I went to a gig without you the other day — my first since the last time we went to see my favorite band two years ago. And that top I wore the second time we met? I wore that to the gig, too — the first time since we broke up.
Remember that song you hated listening to because I had it on repeat during THAT road trip? It was a strange sensation, hearing it for the first time in a long time; memories of us getting lost then being relieved when our destination neared, suddenly heightened in surround sound.
That final note the singer hit was accompanied by you taking my photo, while your taking my hand and putting it in your lap would forever be attached to that final chorus.

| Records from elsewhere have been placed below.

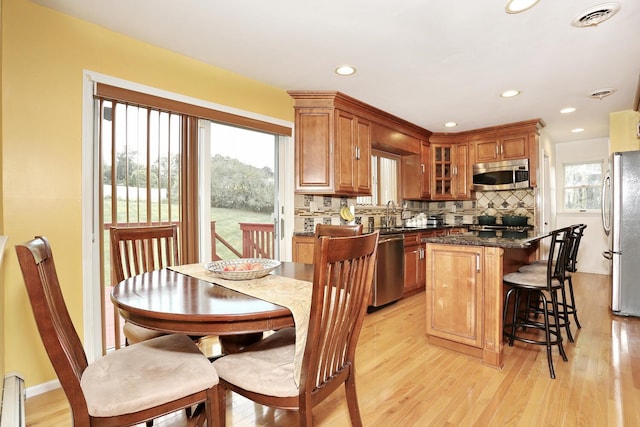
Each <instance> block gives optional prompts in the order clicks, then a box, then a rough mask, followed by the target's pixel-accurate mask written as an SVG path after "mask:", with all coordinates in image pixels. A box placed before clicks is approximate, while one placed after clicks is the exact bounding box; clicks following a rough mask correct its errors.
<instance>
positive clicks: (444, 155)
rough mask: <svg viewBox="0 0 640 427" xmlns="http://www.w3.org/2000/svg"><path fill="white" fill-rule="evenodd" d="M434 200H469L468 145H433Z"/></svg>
mask: <svg viewBox="0 0 640 427" xmlns="http://www.w3.org/2000/svg"><path fill="white" fill-rule="evenodd" d="M431 153H432V159H433V161H432V164H431V171H432V176H431V182H432V192H431V198H432V199H440V200H451V199H454V200H459V199H465V198H469V196H470V194H471V192H470V188H469V182H470V181H469V171H468V169H469V161H468V155H469V148H468V144H467V143H458V144H431Z"/></svg>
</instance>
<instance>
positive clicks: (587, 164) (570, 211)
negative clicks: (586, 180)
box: [560, 159, 606, 214]
mask: <svg viewBox="0 0 640 427" xmlns="http://www.w3.org/2000/svg"><path fill="white" fill-rule="evenodd" d="M596 164H597V165H599V166H600V182H601V181H602V177H603V176H604V174H605V172H606V170H605V165H604V162H603V161H602V160H601V159H594V160H582V161H576V162H564V163H562V181H561V182H562V192H561V193H560V194H561V203H562V205H561V206H562V212H564V213H577V214H594V213H598V212H600V211H601V209H602V208H601V203H597V207H596V208H593V209H589V208H586V207H585V208H578V209H575V208H569V207H567V190H570V189H580V188H593V189H596V190H597V191H600V188H601V184H600V183H598V184H596V185H579V186H569V185H567V167H571V166H581V165H596Z"/></svg>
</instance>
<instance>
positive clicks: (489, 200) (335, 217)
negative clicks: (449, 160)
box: [294, 189, 535, 233]
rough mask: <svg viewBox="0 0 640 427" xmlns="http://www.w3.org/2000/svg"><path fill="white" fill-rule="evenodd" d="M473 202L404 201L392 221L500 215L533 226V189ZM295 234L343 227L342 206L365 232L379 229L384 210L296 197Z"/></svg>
mask: <svg viewBox="0 0 640 427" xmlns="http://www.w3.org/2000/svg"><path fill="white" fill-rule="evenodd" d="M475 197H476V199H475V200H457V201H405V202H403V203H402V204H401V205H400V206H396V207H395V210H392V211H391V217H392V221H393V220H395V223H396V224H397V225H402V224H403V220H406V219H409V218H411V217H413V216H415V215H417V214H419V213H421V212H424V213H426V214H427V215H442V217H443V219H444V222H445V223H446V224H451V225H456V224H460V225H462V224H473V223H477V218H476V217H477V216H478V215H495V216H497V217H498V223H500V222H501V219H500V218H501V217H502V216H503V215H524V216H527V217H528V218H529V219H528V223H529V225H534V224H535V193H534V190H533V189H520V190H506V191H478V192H476V193H475ZM294 203H295V208H294V232H296V233H301V232H304V233H312V232H313V231H314V230H315V226H316V224H334V225H341V224H343V225H344V224H346V221H344V220H343V219H342V218H341V217H340V208H341V207H342V206H355V222H356V223H357V224H363V225H364V226H365V228H370V227H380V226H381V225H382V224H383V221H384V219H385V216H386V206H370V205H357V203H356V198H355V197H332V196H323V195H310V194H296V195H295V198H294Z"/></svg>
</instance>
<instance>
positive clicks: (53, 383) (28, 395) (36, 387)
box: [27, 379, 60, 398]
mask: <svg viewBox="0 0 640 427" xmlns="http://www.w3.org/2000/svg"><path fill="white" fill-rule="evenodd" d="M57 388H60V381H58V380H57V379H56V380H53V381H49V382H46V383H42V384H38V385H34V386H32V387H29V388H27V398H29V397H32V396H37V395H39V394H42V393H46V392H48V391H51V390H55V389H57Z"/></svg>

The second I heard the familiar strains of the opening bars, I instinctively reached out to skip the track — but I stopped, as I knew that just like this particular song, I couldn’t keep skipping past over what was obviously such a powerful memory.
After we broke up, I couldn’t bear to bring myself to visit the same places we had been to — and something as simple as watching our favorite TV show, I would put off for months as I felt as though it would be unfair for me to go ahead and watch it without you. Like a spoiler without its supporting cast, watching scenes unfold without you next to me rendered the whole experience pointless; dooming me to practice this approach across every element of my waking, sleeping, single life.

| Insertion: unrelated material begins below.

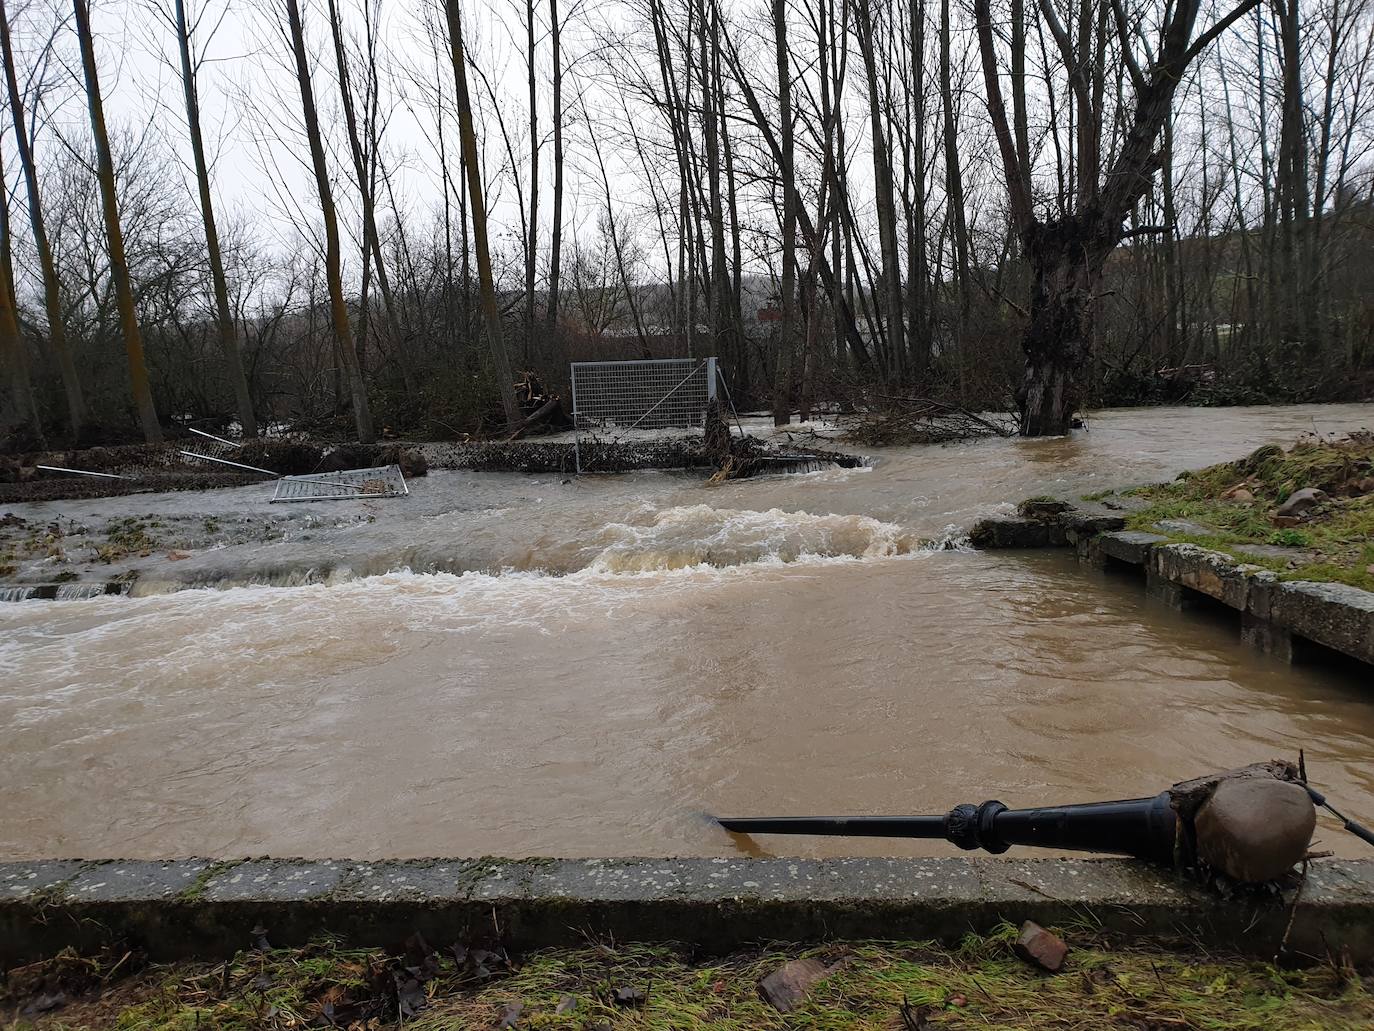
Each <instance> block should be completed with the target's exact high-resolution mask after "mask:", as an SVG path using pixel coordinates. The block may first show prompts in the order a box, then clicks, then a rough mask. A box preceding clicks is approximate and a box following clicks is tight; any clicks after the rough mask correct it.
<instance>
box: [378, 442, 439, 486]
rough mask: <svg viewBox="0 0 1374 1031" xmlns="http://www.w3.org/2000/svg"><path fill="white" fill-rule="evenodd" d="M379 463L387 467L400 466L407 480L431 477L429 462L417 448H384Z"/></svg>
mask: <svg viewBox="0 0 1374 1031" xmlns="http://www.w3.org/2000/svg"><path fill="white" fill-rule="evenodd" d="M378 462H381V465H385V466H392V465H394V466H400V467H401V474H403V476H404V477H405V478H407V480H414V478H416V477H420V476H429V461H427V459H426V458H425V454H423V452H420V451H416V450H415V448H400V447H396V445H392V447H386V448H382V451H381V455H379V458H378Z"/></svg>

In time, I met other people who would take your place. Not your person, but literally your place. You see, I knew you were irreplaceable. But those memories of different events and circumstances? Those physical geographic locations COULD be replaced.
So I set about revisiting that library — and got to embark on a secret underground tour I didn’t get to experience the first time round with you. That Italian restaurant we went to with friends? I took a date there — and we had a great time. Remember that awful job I had in the city? Well, guess what — I got a new job with a new company at the same city center building!

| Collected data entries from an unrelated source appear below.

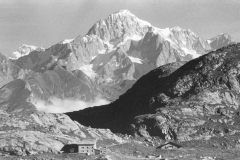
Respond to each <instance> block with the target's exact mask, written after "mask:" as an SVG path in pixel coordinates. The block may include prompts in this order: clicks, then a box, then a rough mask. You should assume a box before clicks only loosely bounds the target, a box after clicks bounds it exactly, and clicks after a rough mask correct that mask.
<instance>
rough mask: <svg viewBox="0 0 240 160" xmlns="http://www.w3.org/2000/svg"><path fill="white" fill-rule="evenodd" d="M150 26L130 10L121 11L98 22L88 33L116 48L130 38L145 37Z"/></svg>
mask: <svg viewBox="0 0 240 160" xmlns="http://www.w3.org/2000/svg"><path fill="white" fill-rule="evenodd" d="M150 26H151V24H150V23H148V22H145V21H143V20H140V19H138V18H137V17H136V16H135V15H133V14H132V13H130V12H129V11H128V10H121V11H119V12H117V13H114V14H111V15H110V16H109V17H107V18H106V19H105V20H101V21H99V22H97V23H96V24H95V25H94V26H93V27H92V28H91V29H90V30H89V31H88V35H91V34H93V35H97V36H98V37H99V38H101V39H102V40H103V41H106V42H109V43H110V44H112V45H113V46H116V45H118V44H119V42H122V41H124V40H126V39H128V38H130V39H132V37H133V36H134V37H135V39H139V38H141V37H143V36H144V35H145V33H146V32H147V31H148V27H150Z"/></svg>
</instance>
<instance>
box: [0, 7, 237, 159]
mask: <svg viewBox="0 0 240 160" xmlns="http://www.w3.org/2000/svg"><path fill="white" fill-rule="evenodd" d="M239 50H240V44H239V43H235V42H232V40H231V37H230V36H229V35H227V34H219V35H218V36H216V37H213V38H210V39H207V40H203V39H201V38H200V37H198V36H197V35H196V34H195V33H194V32H192V31H191V30H189V29H182V28H180V27H173V28H166V29H160V28H157V27H154V26H152V25H151V24H150V23H148V22H146V21H143V20H141V19H139V18H137V17H136V16H135V15H133V14H132V13H130V11H128V10H121V11H119V12H116V13H113V14H111V15H109V16H108V17H107V18H106V19H104V20H100V21H98V22H97V23H95V24H94V25H93V26H92V27H91V28H90V29H89V31H88V32H87V34H86V35H84V36H77V37H76V38H74V39H66V40H63V41H61V42H59V43H57V44H54V45H52V46H50V47H48V48H42V47H36V46H32V45H26V44H24V45H22V46H21V47H20V48H19V49H18V50H17V51H16V52H14V53H13V55H12V57H6V56H4V55H3V54H0V62H1V63H0V78H1V79H0V118H1V122H2V123H1V124H0V132H1V134H0V142H1V143H0V151H1V152H2V151H4V152H8V153H11V154H16V155H25V154H35V153H41V152H54V153H57V152H58V151H59V150H60V149H61V147H63V146H64V145H65V144H70V143H78V142H79V141H80V140H86V139H88V140H89V139H90V140H96V139H98V140H99V141H98V142H99V144H98V145H105V144H106V143H107V144H112V143H114V144H121V143H124V142H131V141H132V139H131V138H130V139H129V136H126V135H125V137H124V136H120V134H115V133H121V134H122V135H124V134H130V135H133V136H134V137H143V138H148V139H149V138H152V139H153V137H158V138H160V139H161V140H167V141H174V140H177V141H180V142H183V141H191V140H208V139H211V138H212V137H217V138H219V137H220V138H221V137H224V136H230V135H231V136H232V135H236V134H237V133H238V132H239V131H240V129H239V128H240V126H239V120H240V119H239V115H240V111H239V104H240V103H239V94H240V93H239V87H240V83H239V81H240V80H239V73H240V71H239V68H240V64H239V58H240V57H239V54H240V51H239ZM99 100H100V101H99ZM102 100H104V101H102ZM100 102H101V103H100ZM109 102H111V103H109ZM106 103H109V104H106ZM62 104H63V106H62ZM102 104H106V105H102ZM97 105H102V106H97ZM90 106H91V108H88V107H90ZM93 106H95V107H93ZM51 107H55V108H53V109H49V108H51ZM61 107H64V108H63V110H62V109H60V108H61ZM84 108H86V109H84ZM80 109H83V110H80ZM59 110H60V111H59ZM76 110H79V111H76ZM42 111H47V112H68V113H66V114H61V113H45V112H42ZM70 111H75V112H70ZM86 126H89V127H86ZM91 127H93V128H91ZM95 128H104V129H95ZM109 129H110V130H111V131H110V130H109ZM112 132H113V133H112ZM134 141H136V139H134ZM139 143H140V142H139ZM1 152H0V153H1Z"/></svg>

Yet sadly, while painting over the memories is a vain attempt at sealing the cracks of our relationship, it was inevitable that the lick of paint I casually coated over those instances would eventually wear away. Despite trying my very hardest to pass these memories off as new and monumental events, the cracks started to show — and those people I put in your place? Their once impressive sheen and gloss faded away to reveal the existing paintwork — your name etched into my heart.
It didn’t matter how many people I tried to replace you with, or the variety of situations I manipulated so as not to mimic that exact memory, I learned the hard way that your place is your own.
No one can ever take your place.
And that’s why I’ve given up on repeating our memories with others. Those memories were clearly given to us for a reason — for us to treasure together, not to be shared with others.
So if I’m ever lucky enough to meet you again, I promise I won’t ever waste a second in putting you first.